Joost zette de film stil.

‘Ach Roos, dat is heel begrijpelijk. Het is nogal wat dat je broer voor het eerst in zijn eentje zover weg is. Het is heel gewoon dat je dan ongerust bent.’

‘Ja, joh,’ zei Herma. ‘Daar hoef je je echt geen zorgen over te maken. Het zou erger zijn als je niet ongerust was. Morgen bellen we hem op en dan zal je zien dat alles in orde is.’

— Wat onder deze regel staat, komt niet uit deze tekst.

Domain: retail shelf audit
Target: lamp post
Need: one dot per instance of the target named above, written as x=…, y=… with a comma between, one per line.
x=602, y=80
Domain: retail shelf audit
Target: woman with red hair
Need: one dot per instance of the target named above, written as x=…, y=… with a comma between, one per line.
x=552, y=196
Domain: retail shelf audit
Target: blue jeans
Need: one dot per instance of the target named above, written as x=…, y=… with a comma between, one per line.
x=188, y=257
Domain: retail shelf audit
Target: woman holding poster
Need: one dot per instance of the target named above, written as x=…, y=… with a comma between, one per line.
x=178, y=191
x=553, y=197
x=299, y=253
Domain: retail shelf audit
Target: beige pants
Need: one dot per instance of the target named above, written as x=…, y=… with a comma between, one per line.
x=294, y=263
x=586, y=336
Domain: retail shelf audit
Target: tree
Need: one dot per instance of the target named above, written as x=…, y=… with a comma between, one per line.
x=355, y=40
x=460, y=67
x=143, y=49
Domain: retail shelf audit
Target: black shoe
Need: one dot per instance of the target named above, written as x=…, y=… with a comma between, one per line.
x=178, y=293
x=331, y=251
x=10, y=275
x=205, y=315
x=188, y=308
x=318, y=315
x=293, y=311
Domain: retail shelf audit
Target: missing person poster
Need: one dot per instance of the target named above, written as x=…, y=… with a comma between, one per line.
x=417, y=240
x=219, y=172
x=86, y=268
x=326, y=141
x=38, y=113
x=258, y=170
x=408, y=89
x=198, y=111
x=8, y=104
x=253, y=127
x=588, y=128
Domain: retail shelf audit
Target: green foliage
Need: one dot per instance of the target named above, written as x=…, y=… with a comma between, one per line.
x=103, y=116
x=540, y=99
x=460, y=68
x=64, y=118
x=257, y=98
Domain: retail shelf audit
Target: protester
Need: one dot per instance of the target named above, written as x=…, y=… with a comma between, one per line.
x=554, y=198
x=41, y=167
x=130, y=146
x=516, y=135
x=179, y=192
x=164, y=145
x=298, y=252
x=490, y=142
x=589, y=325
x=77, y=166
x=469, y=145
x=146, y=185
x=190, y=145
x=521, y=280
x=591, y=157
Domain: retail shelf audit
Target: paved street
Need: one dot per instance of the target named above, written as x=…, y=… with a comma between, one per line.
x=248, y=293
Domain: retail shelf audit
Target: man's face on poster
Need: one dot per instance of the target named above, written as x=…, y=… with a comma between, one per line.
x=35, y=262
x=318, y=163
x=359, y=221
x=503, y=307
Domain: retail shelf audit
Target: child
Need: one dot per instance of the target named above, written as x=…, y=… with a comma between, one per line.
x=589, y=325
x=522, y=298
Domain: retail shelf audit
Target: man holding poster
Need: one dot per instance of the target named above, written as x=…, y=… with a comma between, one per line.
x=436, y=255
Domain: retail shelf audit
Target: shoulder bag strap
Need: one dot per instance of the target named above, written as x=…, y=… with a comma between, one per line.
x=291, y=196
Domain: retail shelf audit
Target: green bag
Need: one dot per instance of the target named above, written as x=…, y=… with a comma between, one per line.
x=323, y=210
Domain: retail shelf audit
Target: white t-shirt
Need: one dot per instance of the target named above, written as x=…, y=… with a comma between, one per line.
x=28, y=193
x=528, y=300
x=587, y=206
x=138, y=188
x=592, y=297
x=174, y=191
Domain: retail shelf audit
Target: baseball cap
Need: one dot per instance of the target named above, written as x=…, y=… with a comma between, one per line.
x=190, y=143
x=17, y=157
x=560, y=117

Roos zei maar niets meer. Het beeld van het bebloede watje spookte door haar hoofd. Ze leunde achterover op de bank en zakte langzaam in de kussens. Haar hersens draaiden nog op volle toeren, maar haar ogen werden zwaar. Terwijl Bernadette bezig was beroemd te worden, was Sjef misschien wel in gevaar. Door toedoen van zijn eigen oom. En zonder dat ze iemand kon waarschuwen die haar geloofde. Midden tussen haar gedachten zakte ze langzaam in slaap. Herma en Joost glimlachten. Joost pakte Roos voorzichtig op en droeg haar naar boven, naar haar bed, zoals hij zo vaak gedaan had toen ze nog een klein kind was. Ze werd niet wakker. Voordat hij het licht uitdeed stond hij nog een tijdje naar haar gezicht te kijken. Roos was een echte schat, altijd bezorgd om andere mensen. Maar als je teveel met mensen meeleeft kun je soms domme beslissingen nemen, dat hadden Joost en Herma in hun psychologische praktijk vaak genoeg gezien. Gelukkig was tot nu toe alles goed afgelopen. Joost drukte een kus op het bleke voorhoofd van zijn dochter. Toen liep hij zachtjes de trap af, nam een slok wijn en zette de film weer aan. Er hing een heerlijke rust in huis, en daar genoot Joost intens van. Nog even en ze zouden Cees bellen en horen hoe het met Sjef ging. Hoe kon Joost nou weten dat er een onrustbarende email van Lucia zat te wachten in de in-box van Roos? Of dat Sjef helemaal niet zo'n fijne reis had gehad?